Garlic likes to be stored in cool temperatures, as low as 32 degrees Fahrenheit. The softneck varieties may last up to eight months. Hardnecks should be used soon after harvesting. Hardneck varieties may dry out, sprout or go soft within two to four months. Keeping hardnecks at 32 degrees Fahrenheit sometimes helps them survive for up to seven months without deteriorating.
If you're a beginning seed saver, there is nothing easier than saving garlic. Simply put aside a few top-quality bulbs to plant next season. Store bulbs for replanting at room temperature, with fairly high humidity of about 70 percent."
Common Pests and Diseases
While a fairly hardy crop, garlic does have to contend with a few pests and diseases throughout its lifespan. White rot fungus, which typically develops in the middle of the season, is among the most serious diseases garlic can face. It infects the plants, turning the leaves yellow and causing them to wilt and die back. As the roots rot, infected plants can uproot easily. Be sure you obtain cloves from certified disease-free stock because once a field has been infected with white-rot fungus, it can take decades for the infection to completely clear.

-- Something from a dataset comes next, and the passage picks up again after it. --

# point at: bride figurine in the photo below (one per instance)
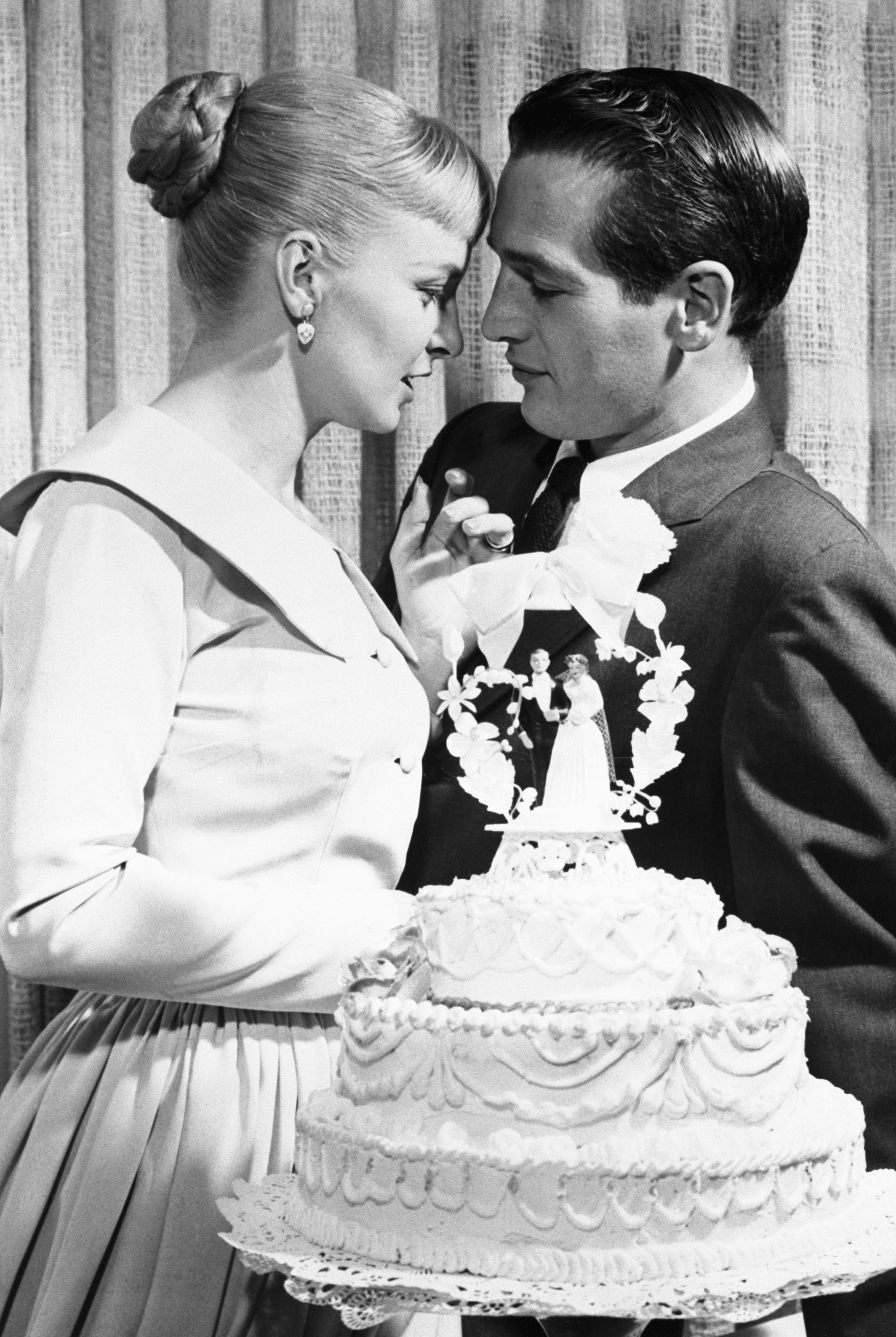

Nematodes are another chronic problem for garlic. These microscopic worm-like creatures live inside the garlic plant itself, eating it while reproducing. Nematodes don't need water to survive and can live in the surrounding soil for several years. A nematode infestation can build up for several seasons without much damage and then strike and take out an entire crop. To control nematodes, make an effort to plant clean stock, inspect growing plants frequently, and remove any plants that look diseased.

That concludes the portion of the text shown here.